Tuesday, November 14, 2017

Two Netflix Recommendations

             With so many streaming services and television networks, keeping up with the never-ending torrent of television shows is impossible. According to research from FX, there were 455 scripted shows that aired in 2016. That was almost three dozen more than the previous record set in 2015. In this new television environment, television critics have become less critics and more gatekeepers. Episode by episode breakdowns are less important than the question of—should you tune in at all? In the past two months or so, Netflix has dumped a bevy of new shows including Mindhunter, Alias Grace, and American Vandal to go along with returning shows like Stranger Things and the upcoming second season of The Crown. So for this week, let’s dive into two of those shows: Alias Grace and American Vandal, two very different takes on the ubiquitous true crime genre.


Alias Grace—Based on a novel by Margaret Atwood—who is having quite the year with the Handmaid’s Tale winning the Emmy as the best drama on television—Alias Grace is the story of Grace Marks, a Canadian woman convicted of murdering her employer and his housekeeper in late 1830s/early 1840s Canada. Based on a true story, Grace’s story is largely told in flashback as she recounts her life as an Irish immigrant in Canada. The series unapologetically and straightforwardly reveals the horrible circumstances that led to Grace’s imprisonment. Relentlessly beaten down on all sides—by her alcoholic father, prison guards, asylum keepers, the handyman who also committed the murders and blamed Grace for putting him up to it, and the double-standards of her time—Grace maintains a calm, dignified presence.

            She’s also an unreliable narrator. A committee of well-meaning Canadians have hired an American doctor to question Grace and hope to win her a pardon. Grace, however, has told so many stories and had so many told about her that it’s hard to know what is true or not. In a voice-over, Grace admits to constructing a narrative of her life that she believes the doctor wants to hear. She’s also become an object of curiosity at the prison where she lives. The warden’s wife has Grace brought over to her house every day to perform household chores. Grace also satisfies the morbid curiosity of the warden’s wife and her social circle, after all who wouldn’t want their afternoon tea served by a convicted murderess?

            Alias Grace is only six episodes, running about 45 minutes each, so the time commitment is minimal and well-worth it.


American Vandal—Netflix has, at least partially, made its name with its true-crime documentaries and serial killer type shows (think Making of a Murderer or Mindhunter). It’s all the more impressive that the network commissioned an eight episode parody series about uncovering who vandalized a bunch of high school teachers’ cars. American Vandal brilliantly mimics the structure, visual style, and documentarian as narrator style that made shows like Serial and The Jinx so popular. The show has it all—talking head interviews with high school students, computer generated reenactments, and attempted recreations of the act of vandalism itself.

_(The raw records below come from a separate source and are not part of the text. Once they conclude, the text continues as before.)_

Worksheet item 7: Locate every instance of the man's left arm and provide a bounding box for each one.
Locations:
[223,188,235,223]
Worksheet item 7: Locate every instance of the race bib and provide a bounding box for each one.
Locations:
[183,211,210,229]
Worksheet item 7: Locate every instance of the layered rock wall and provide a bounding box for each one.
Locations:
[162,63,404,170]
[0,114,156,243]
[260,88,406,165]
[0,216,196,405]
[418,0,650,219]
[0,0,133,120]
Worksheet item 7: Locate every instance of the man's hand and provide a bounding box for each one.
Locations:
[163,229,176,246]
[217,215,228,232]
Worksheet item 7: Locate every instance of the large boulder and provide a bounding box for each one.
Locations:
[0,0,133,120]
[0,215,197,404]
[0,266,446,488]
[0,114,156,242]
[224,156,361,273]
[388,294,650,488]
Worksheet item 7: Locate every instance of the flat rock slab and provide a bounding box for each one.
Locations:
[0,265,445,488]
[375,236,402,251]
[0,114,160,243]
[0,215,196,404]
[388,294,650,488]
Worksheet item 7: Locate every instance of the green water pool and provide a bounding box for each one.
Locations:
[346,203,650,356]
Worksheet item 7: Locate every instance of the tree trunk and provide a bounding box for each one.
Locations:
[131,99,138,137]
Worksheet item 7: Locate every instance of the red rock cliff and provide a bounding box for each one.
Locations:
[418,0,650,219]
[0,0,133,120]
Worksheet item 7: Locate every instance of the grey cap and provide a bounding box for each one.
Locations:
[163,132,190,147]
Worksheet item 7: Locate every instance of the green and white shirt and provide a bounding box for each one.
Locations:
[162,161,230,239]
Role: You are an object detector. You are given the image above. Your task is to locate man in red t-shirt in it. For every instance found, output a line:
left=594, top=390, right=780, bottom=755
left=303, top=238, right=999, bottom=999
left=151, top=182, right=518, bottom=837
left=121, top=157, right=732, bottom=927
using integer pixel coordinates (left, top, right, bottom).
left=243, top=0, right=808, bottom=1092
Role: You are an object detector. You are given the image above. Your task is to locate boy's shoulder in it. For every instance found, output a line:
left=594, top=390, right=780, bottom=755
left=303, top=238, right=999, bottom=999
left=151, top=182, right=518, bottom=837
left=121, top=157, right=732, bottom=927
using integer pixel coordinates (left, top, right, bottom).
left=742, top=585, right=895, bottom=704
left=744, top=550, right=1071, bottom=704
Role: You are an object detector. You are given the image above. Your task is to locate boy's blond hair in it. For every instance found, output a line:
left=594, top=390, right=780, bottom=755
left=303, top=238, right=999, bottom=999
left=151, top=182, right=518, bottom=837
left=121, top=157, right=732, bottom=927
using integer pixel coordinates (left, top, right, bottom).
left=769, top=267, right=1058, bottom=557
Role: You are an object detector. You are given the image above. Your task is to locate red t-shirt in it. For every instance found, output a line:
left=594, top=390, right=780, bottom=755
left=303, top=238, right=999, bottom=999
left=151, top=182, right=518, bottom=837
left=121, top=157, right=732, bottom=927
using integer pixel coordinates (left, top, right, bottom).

            Ultimately though, the show succeeds by making itself about the experience of high school. There’s Dylan, the profoundly dumb student accused of the act of vandalism. The first episode features a list of the reasons Dylan has been given detention. They include “Making whale noises” and “faking diabetes.” There’s Peter, the over-eager documentarian just seeking the truth. There’s the mass of students, willing to condemn and lionize Dylan with ease. There’s the vandalism itself, an act so stupid but taken with such seriousness by everyone involved in the show that it just becomes funnier and funnier as the series progresses. There’s the titles of the episodes, each a play on words about the vandalism. But American Vandal is more than just the sum of its jokes. By the end, it makes you care about Dylan’s fate and wonder, “Who did the dicks?”